What "Hairspray" is for gay men, "Legally Blonde: The Musical" is for tween girls… OK, and gay men. It’s a girly-girl musical in the benevolent airhead mode, at once empowering for women (look! girls can be smart!) and fully of silly romanticism (as long as they do it for love!).

Does that make for stage magic? It sort of does, when director-choreographer Jerry Mitchell has the savvy to put muscular chorus boys in tight-fitting costumes. There’s even a paso doble between two men that ends in a kiss and the audience doesn’t gasp in horror (not too loudly, at least).

But the touring production at Fair Park (soon to move to Bass Hall) — as sickeningly Pepto-pink as a mass autopsy at the Hello Kitty factory — feels a bit tired. As Elle Woods, the perky California chick who heads to Harvard Law to pursue her boyfriend and ends up astonishing even herself, Becky Gulsvig, pictured, is a bundle of brightly-colored energy. And Jeff McLean, playing her arrogant paramour Warner, has a beautiful voice and an assured plastic-as-a-Ken-doll vacuousness that serves the character well. (He’s actually better than the original Warner on Broadway.) But they are surrounded by droopy performances.
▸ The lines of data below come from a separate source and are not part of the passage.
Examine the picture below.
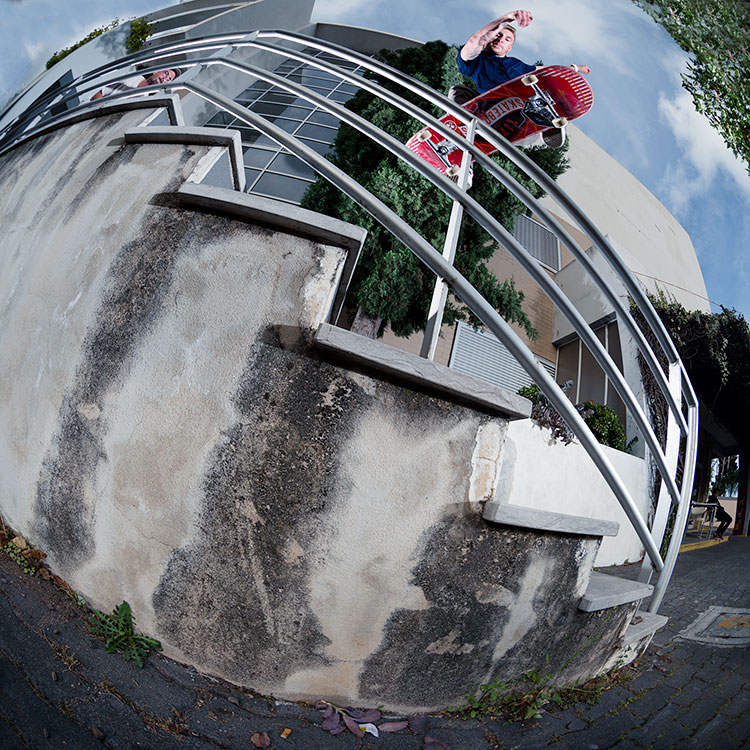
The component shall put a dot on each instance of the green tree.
(716, 33)
(390, 285)
(715, 348)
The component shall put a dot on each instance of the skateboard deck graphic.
(518, 110)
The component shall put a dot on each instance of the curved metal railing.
(675, 386)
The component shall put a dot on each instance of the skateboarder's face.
(502, 43)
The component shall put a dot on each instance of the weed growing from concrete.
(118, 631)
(526, 697)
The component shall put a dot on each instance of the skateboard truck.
(540, 109)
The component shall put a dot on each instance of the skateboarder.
(484, 58)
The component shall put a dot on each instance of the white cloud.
(575, 31)
(705, 155)
(334, 10)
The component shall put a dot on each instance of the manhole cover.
(720, 626)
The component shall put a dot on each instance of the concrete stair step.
(605, 591)
(643, 624)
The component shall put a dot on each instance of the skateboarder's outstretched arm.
(479, 39)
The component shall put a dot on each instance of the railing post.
(672, 451)
(440, 293)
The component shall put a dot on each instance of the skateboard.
(519, 110)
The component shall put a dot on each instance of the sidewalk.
(58, 688)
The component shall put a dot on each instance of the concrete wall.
(169, 436)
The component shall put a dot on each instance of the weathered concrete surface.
(170, 436)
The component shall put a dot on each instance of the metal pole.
(440, 293)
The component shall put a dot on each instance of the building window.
(271, 170)
(478, 353)
(575, 362)
(539, 241)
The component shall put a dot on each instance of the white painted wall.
(537, 473)
(649, 239)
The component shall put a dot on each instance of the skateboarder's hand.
(523, 17)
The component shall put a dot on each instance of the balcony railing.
(227, 51)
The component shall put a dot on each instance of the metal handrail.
(549, 185)
(433, 259)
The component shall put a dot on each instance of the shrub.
(605, 425)
(140, 30)
(65, 52)
(600, 418)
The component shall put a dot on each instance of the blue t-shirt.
(488, 71)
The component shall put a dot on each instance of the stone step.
(544, 520)
(605, 591)
(644, 624)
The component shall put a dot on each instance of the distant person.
(129, 84)
(721, 516)
(484, 58)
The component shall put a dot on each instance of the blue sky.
(642, 116)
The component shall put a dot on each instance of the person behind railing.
(130, 84)
(484, 58)
(721, 515)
As Paulette, the unconfident beauty salon owner, Natalie Joy Johnson flops like a Toni Home Perm in a summer swamp. Her big solo "Ireland" should be full of pathos, but she rushes through it, going for the easy comedy (which is not all that easy) and missing the meaning. D.B. Bonds as the schlubbly romantic interest who really likes Elle is a total blah.

The score by Laurence O’Keefe and Nell Benjamin is clever without being witty — wit doesn’t fly well with pre-teens — but eventually the songs begin to fade into each other, a collection of bubble-gum pop without any caloric value but with the kick of a sugar fix. It isn’t filling and may not be very good for you, but hey, a little junky indulgence never hurt anyone.

— Arnold Wayne Jones

At Fair Park Music Hall, 909 First Ave., through Aug. 2; at Bass Performance Hall, 525 Commerce St., Fort Worth, Aug. 4–9.

This article appeared in the Dallas Voice print edition July 24, 2009.